Custom tools: App-specific or platform-specific tools can contain arbitrary code, including conditionals. For example, a myapp_ios_handleOptionalPopup tool might check for and dismiss a popup if present.
Within a single natural language step: Test authors can write conditionals in the step text for LLM interpretation (e.g., “If a popup appears, dismiss it”). However, this requires AI mode and cannot be recorded.

What doesn’t work: Branching from one natural language step to different subsequent steps based on conditions. The step sequence in trail.yaml is always linear.

Non-Goal: Code Generation¶

Trailblaze intentionally does not generate traditional test code (Playwright scripts, XCUITest, Espresso, etc.). While technically possible—recorded tool calls contain all necessary information—this is explicitly not a goal.

Trailblaze is a runtime, not a codegen tool.

Think of it like the difference between: - Java bytecode: Runs on the JVM, not compiled to native code - Trail files: Run on Trailblaze, not compiled to test scripts

The trail format is the artifact. Trailblaze interprets and executes it.

Why not generate code?

Capability	Trail Runtime	Generated Code
AI Fallback	✅ Re-derive from prompt when recording fails	❌ Static—fails are just failures
Self-healing	✅ Natural language is always available for recovery	❌ Once generated, prompt is gone
Visual debugging	✅ Desktop app replays with screenshots	❌ Stack traces and logs only
Edit by non-engineers	✅ Modify natural language steps	❌ Must edit TypeScript/Swift/Kotlin
Cross-platform	✅ One prompt, multiple recordings	❌ Separate codegen per platform

Positioning clarity:

Code generation would position Trailblaze as “yet another test recorder”—competing with Playwright Codegen, Appium Inspector, Maestro Studio, etc.
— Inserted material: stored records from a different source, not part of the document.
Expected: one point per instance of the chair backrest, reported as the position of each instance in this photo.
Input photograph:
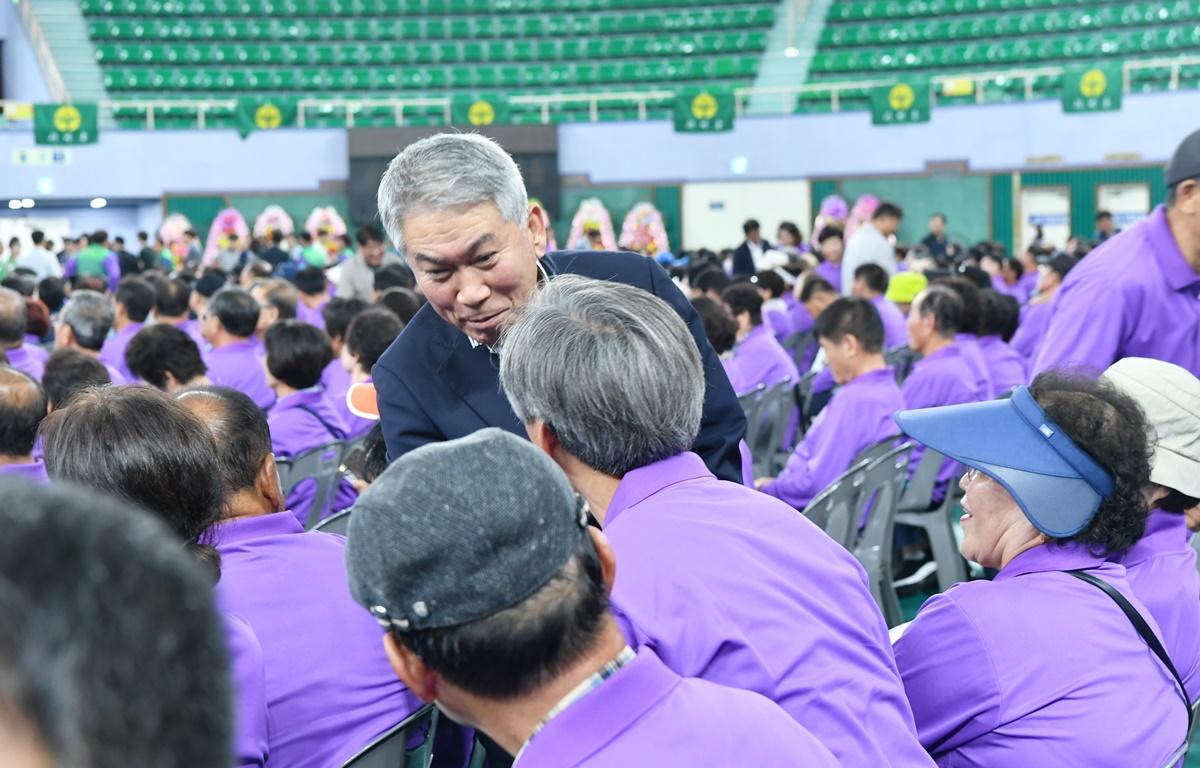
(406, 745)
(321, 463)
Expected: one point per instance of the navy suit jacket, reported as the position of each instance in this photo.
(433, 385)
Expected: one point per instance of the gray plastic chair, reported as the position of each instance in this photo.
(396, 748)
(321, 463)
(881, 487)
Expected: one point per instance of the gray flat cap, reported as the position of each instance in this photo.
(456, 532)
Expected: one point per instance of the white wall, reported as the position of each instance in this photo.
(713, 213)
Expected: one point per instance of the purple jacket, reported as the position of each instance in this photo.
(1038, 669)
(1006, 366)
(329, 689)
(735, 587)
(1162, 573)
(648, 715)
(113, 352)
(240, 366)
(1133, 297)
(858, 415)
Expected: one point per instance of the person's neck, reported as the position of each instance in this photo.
(511, 723)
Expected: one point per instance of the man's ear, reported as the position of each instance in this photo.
(411, 670)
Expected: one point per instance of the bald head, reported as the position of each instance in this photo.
(12, 318)
(22, 409)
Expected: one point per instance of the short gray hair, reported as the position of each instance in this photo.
(450, 171)
(90, 317)
(611, 369)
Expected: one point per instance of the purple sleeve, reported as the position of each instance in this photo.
(948, 677)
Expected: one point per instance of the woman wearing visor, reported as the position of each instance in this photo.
(1039, 667)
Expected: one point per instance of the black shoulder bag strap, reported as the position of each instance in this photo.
(1143, 628)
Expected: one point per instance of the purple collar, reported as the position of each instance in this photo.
(645, 481)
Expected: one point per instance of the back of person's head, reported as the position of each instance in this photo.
(403, 303)
(1001, 315)
(112, 652)
(874, 276)
(744, 298)
(137, 297)
(339, 313)
(642, 395)
(311, 281)
(69, 372)
(370, 335)
(139, 444)
(22, 409)
(297, 353)
(162, 354)
(53, 293)
(89, 316)
(852, 316)
(719, 327)
(945, 306)
(237, 311)
(173, 298)
(239, 430)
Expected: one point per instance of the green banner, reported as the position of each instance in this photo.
(1092, 88)
(904, 103)
(264, 114)
(705, 109)
(479, 112)
(66, 124)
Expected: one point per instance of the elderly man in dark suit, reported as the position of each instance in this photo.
(456, 209)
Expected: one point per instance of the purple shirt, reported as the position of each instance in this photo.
(1162, 573)
(1133, 297)
(733, 587)
(329, 687)
(113, 352)
(759, 359)
(301, 421)
(1006, 366)
(858, 415)
(1038, 669)
(648, 715)
(240, 366)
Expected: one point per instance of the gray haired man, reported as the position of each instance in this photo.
(456, 209)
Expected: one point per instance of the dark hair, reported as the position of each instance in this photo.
(311, 281)
(52, 292)
(887, 209)
(874, 276)
(237, 310)
(856, 317)
(370, 335)
(744, 298)
(137, 297)
(369, 233)
(139, 444)
(172, 298)
(22, 409)
(239, 430)
(521, 648)
(403, 303)
(297, 353)
(160, 349)
(69, 372)
(720, 329)
(394, 276)
(102, 607)
(339, 313)
(1111, 429)
(945, 306)
(1001, 315)
(771, 282)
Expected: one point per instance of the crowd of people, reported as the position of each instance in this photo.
(555, 533)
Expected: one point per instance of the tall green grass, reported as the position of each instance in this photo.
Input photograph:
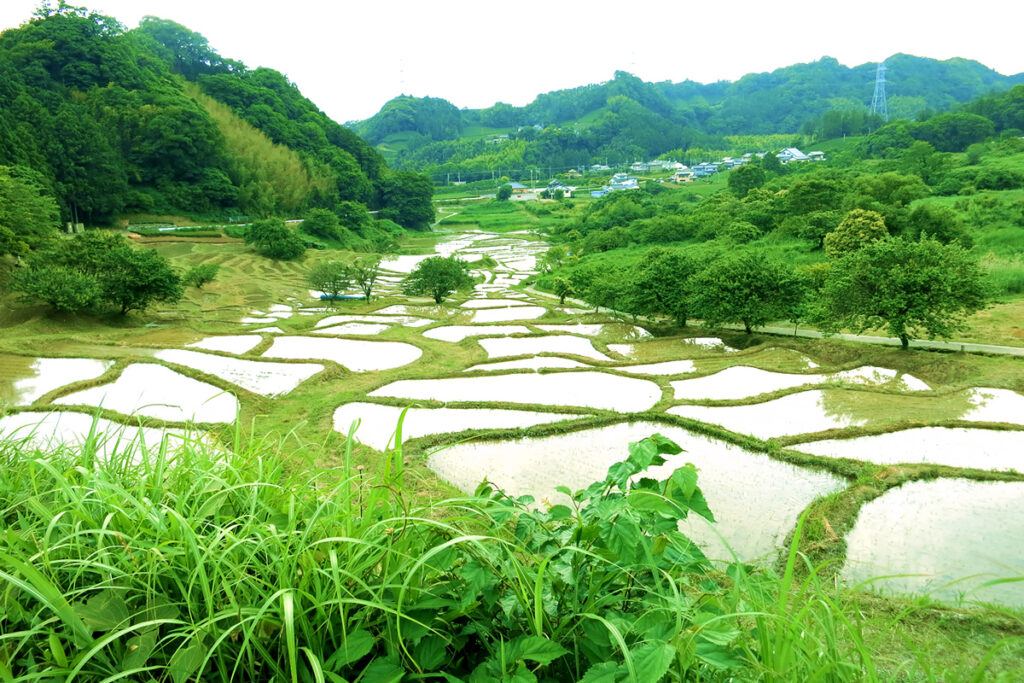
(207, 565)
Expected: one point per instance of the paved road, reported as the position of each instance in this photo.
(967, 347)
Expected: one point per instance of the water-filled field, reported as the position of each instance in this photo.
(540, 368)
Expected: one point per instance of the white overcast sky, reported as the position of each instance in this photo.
(350, 56)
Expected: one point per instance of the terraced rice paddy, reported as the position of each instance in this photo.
(560, 370)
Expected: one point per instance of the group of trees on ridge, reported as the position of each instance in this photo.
(905, 287)
(627, 119)
(109, 121)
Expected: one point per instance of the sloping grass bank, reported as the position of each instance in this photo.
(201, 565)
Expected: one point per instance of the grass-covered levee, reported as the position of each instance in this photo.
(206, 563)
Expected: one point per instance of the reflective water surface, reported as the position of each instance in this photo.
(953, 535)
(755, 500)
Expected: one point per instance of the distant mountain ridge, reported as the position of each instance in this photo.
(631, 118)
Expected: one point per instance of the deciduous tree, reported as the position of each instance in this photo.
(273, 239)
(365, 274)
(437, 276)
(905, 287)
(331, 278)
(858, 228)
(749, 288)
(200, 274)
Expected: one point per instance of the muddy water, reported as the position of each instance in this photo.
(227, 343)
(267, 379)
(952, 535)
(534, 345)
(832, 409)
(456, 333)
(378, 422)
(359, 356)
(979, 449)
(538, 363)
(158, 392)
(25, 379)
(53, 430)
(742, 382)
(508, 313)
(753, 518)
(584, 389)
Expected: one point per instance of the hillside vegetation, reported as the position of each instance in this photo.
(111, 122)
(627, 119)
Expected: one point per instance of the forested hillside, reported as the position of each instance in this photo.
(627, 119)
(109, 122)
(913, 225)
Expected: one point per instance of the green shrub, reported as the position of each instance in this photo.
(200, 274)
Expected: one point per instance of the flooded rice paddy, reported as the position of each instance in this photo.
(742, 382)
(537, 363)
(508, 313)
(946, 538)
(26, 379)
(953, 527)
(266, 379)
(753, 518)
(228, 343)
(456, 333)
(71, 430)
(953, 446)
(359, 356)
(377, 422)
(499, 347)
(155, 391)
(583, 389)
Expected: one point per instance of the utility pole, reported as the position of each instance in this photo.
(879, 104)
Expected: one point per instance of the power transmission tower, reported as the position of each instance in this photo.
(879, 100)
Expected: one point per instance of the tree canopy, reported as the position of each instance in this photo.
(437, 276)
(905, 287)
(748, 288)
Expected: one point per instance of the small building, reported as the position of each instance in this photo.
(628, 183)
(792, 154)
(701, 170)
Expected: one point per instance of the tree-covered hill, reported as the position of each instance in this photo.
(153, 120)
(627, 119)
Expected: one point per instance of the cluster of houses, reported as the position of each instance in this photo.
(680, 172)
(786, 156)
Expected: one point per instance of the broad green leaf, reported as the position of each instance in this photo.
(719, 656)
(650, 502)
(620, 473)
(185, 662)
(521, 675)
(623, 537)
(382, 670)
(642, 454)
(356, 645)
(103, 611)
(606, 672)
(686, 648)
(686, 478)
(476, 577)
(652, 660)
(559, 512)
(665, 444)
(139, 648)
(429, 652)
(537, 648)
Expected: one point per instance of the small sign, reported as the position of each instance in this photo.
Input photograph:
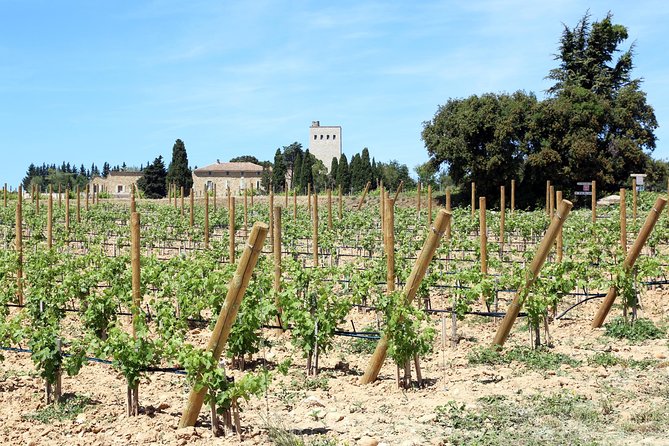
(585, 186)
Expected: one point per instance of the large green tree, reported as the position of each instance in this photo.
(153, 183)
(178, 171)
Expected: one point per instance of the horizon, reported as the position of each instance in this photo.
(92, 83)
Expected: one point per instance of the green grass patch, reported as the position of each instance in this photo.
(640, 330)
(68, 409)
(535, 359)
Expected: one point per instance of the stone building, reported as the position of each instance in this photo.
(237, 176)
(117, 184)
(325, 142)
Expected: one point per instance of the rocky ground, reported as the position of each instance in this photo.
(588, 389)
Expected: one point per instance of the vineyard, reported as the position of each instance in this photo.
(327, 320)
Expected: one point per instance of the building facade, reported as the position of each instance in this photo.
(236, 176)
(117, 183)
(325, 142)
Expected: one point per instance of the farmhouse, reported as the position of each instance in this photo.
(117, 183)
(236, 176)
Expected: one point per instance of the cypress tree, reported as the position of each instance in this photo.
(178, 172)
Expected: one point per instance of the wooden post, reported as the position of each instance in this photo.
(295, 204)
(399, 189)
(226, 318)
(314, 238)
(429, 205)
(49, 219)
(246, 212)
(448, 209)
(623, 221)
(231, 227)
(559, 245)
(206, 218)
(410, 289)
(340, 203)
(634, 198)
(277, 256)
(389, 225)
(594, 202)
(191, 210)
(271, 212)
(538, 261)
(183, 210)
(78, 205)
(329, 209)
(19, 245)
(364, 194)
(630, 259)
(418, 198)
(502, 219)
(67, 210)
(483, 234)
(309, 197)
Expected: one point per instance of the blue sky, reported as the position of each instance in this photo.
(120, 81)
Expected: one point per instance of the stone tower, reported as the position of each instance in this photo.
(325, 142)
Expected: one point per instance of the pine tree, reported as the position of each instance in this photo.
(179, 173)
(307, 174)
(279, 172)
(334, 167)
(343, 174)
(152, 183)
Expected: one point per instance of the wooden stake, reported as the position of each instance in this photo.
(623, 221)
(314, 238)
(410, 289)
(329, 209)
(448, 209)
(502, 219)
(538, 261)
(191, 197)
(429, 205)
(67, 210)
(389, 225)
(49, 219)
(594, 202)
(634, 198)
(78, 205)
(364, 194)
(206, 218)
(559, 247)
(231, 227)
(226, 318)
(340, 203)
(19, 245)
(246, 212)
(630, 259)
(483, 234)
(277, 257)
(399, 189)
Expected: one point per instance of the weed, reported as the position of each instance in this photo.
(68, 409)
(639, 330)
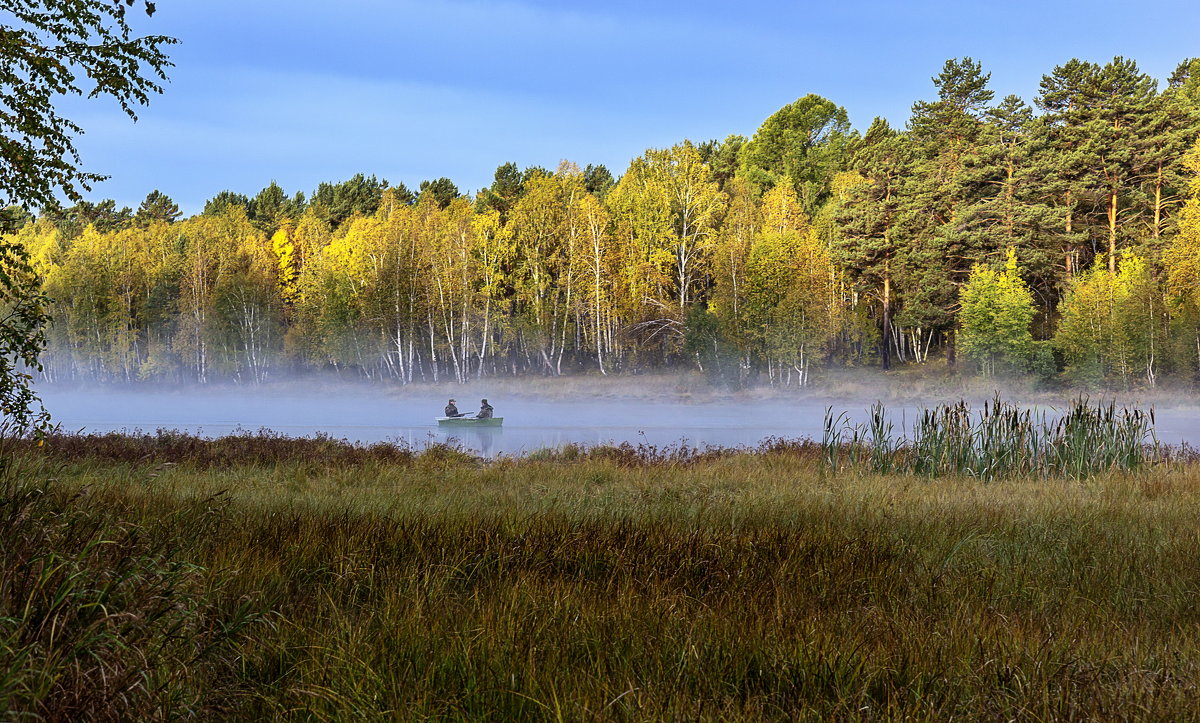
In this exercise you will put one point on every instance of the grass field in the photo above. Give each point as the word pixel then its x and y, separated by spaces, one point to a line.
pixel 268 578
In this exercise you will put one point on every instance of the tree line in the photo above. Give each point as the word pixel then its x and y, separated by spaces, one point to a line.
pixel 1060 238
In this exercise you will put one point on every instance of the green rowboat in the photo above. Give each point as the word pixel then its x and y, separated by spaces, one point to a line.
pixel 469 422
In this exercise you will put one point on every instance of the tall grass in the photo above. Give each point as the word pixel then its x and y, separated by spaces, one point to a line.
pixel 628 584
pixel 1000 440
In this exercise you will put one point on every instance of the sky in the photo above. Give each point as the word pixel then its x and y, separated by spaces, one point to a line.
pixel 303 91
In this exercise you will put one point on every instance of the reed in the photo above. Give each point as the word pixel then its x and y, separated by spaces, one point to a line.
pixel 274 579
pixel 999 440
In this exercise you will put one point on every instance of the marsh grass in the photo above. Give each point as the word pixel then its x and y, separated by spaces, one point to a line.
pixel 999 440
pixel 594 584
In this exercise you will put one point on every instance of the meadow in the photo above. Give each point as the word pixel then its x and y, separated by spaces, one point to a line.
pixel 267 578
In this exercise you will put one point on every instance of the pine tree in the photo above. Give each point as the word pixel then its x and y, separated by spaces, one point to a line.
pixel 995 318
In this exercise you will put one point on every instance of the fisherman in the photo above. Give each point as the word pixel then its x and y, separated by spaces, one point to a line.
pixel 485 410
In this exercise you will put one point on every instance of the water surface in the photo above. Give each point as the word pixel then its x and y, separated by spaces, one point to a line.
pixel 531 423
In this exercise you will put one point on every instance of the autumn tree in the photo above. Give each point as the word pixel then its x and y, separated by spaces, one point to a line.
pixel 53 48
pixel 995 318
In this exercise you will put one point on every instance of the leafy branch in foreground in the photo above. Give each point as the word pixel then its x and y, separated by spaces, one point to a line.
pixel 51 49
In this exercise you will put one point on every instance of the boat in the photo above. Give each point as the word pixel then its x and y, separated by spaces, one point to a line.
pixel 469 422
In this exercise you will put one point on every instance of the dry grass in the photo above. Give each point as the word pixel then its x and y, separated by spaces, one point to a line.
pixel 616 585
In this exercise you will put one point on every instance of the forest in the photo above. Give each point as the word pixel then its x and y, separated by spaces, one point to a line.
pixel 1057 239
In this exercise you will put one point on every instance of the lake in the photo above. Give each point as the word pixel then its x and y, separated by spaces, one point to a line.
pixel 531 423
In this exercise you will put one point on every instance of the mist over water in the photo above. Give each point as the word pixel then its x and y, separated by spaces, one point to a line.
pixel 532 420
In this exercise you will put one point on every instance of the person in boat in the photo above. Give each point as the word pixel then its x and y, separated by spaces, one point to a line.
pixel 485 410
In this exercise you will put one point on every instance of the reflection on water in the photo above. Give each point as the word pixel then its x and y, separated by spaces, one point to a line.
pixel 529 423
pixel 481 440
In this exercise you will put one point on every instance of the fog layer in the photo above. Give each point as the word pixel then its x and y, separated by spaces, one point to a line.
pixel 531 422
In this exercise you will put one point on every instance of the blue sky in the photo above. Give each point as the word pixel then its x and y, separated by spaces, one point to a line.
pixel 304 91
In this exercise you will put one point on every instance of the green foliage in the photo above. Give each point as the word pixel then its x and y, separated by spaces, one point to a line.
pixel 156 207
pixel 441 190
pixel 1111 330
pixel 997 310
pixel 725 585
pixel 802 143
pixel 65 47
pixel 23 320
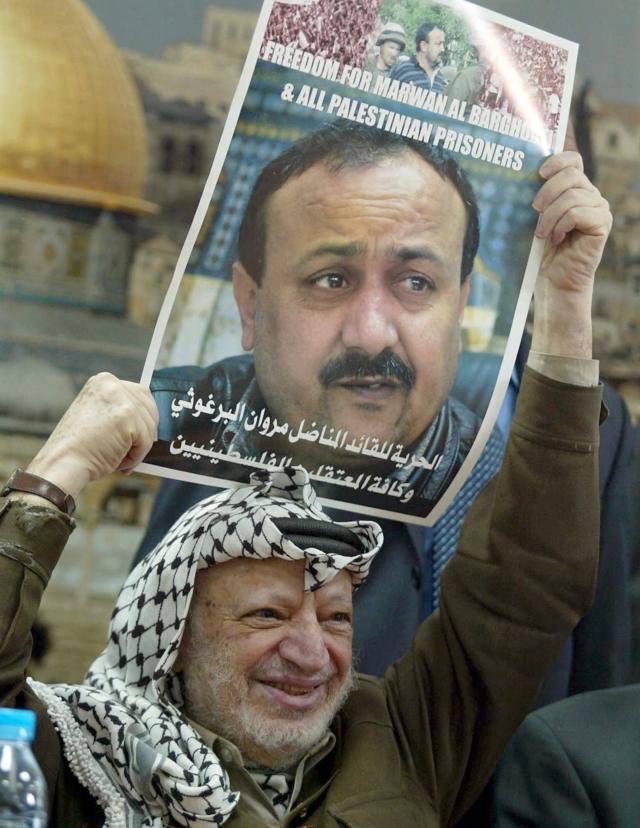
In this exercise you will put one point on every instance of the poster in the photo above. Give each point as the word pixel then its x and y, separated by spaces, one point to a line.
pixel 362 253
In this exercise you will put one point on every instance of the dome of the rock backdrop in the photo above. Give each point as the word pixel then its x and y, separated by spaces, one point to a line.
pixel 72 124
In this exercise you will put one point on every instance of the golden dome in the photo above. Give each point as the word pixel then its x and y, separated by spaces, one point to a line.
pixel 72 126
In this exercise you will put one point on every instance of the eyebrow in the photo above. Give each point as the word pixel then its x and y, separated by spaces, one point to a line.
pixel 351 250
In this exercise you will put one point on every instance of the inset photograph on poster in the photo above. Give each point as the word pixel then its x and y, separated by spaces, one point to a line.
pixel 353 289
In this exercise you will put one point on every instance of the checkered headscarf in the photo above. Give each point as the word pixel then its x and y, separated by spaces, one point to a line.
pixel 123 732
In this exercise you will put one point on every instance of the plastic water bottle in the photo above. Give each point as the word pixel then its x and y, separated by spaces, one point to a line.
pixel 23 791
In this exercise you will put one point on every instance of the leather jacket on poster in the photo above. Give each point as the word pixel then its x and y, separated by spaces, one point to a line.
pixel 231 384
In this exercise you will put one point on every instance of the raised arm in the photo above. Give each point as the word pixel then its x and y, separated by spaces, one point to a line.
pixel 525 567
pixel 109 426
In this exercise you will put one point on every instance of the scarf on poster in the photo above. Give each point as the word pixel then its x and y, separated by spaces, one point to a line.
pixel 122 731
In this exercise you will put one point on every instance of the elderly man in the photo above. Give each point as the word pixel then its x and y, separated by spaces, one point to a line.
pixel 355 255
pixel 423 68
pixel 224 693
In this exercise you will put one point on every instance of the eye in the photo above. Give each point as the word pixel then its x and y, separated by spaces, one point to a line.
pixel 417 283
pixel 342 619
pixel 268 613
pixel 330 280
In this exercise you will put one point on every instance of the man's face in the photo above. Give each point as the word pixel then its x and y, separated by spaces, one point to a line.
pixel 433 47
pixel 389 52
pixel 266 664
pixel 360 263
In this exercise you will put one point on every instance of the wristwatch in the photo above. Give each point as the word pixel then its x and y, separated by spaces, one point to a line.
pixel 21 481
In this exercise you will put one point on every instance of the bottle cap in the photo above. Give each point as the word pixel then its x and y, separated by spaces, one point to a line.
pixel 17 725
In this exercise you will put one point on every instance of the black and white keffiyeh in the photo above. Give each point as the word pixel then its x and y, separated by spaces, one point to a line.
pixel 123 732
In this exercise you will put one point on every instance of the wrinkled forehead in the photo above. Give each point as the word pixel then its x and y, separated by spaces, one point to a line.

These tools are mature and do codegen well.

Trailblaze’s value is different: tests defined in natural language, recorded for deterministic replay, with AI fallback when recordings break. The trail file is not an intermediate artifact to be compiled away—it’s the test definition that retains its semantic meaning at runtime.

What about exporting for debugging?

For debugging purposes, Trailblaze could provide a “view as code” feature that shows what the equivalent Playwright/XCUITest code would look like—without actually generating runnable files. This helps developers understand what a recording does in familiar terms, while keeping the trail as the source of truth.

What changed¶

Positive: Reproducible tests, reduced LLM costs on replay, easy debugging via readable YAML, version-controllable recordings.

Negative: Platform-specific recordings may diverge; recordings become stale if UI changes.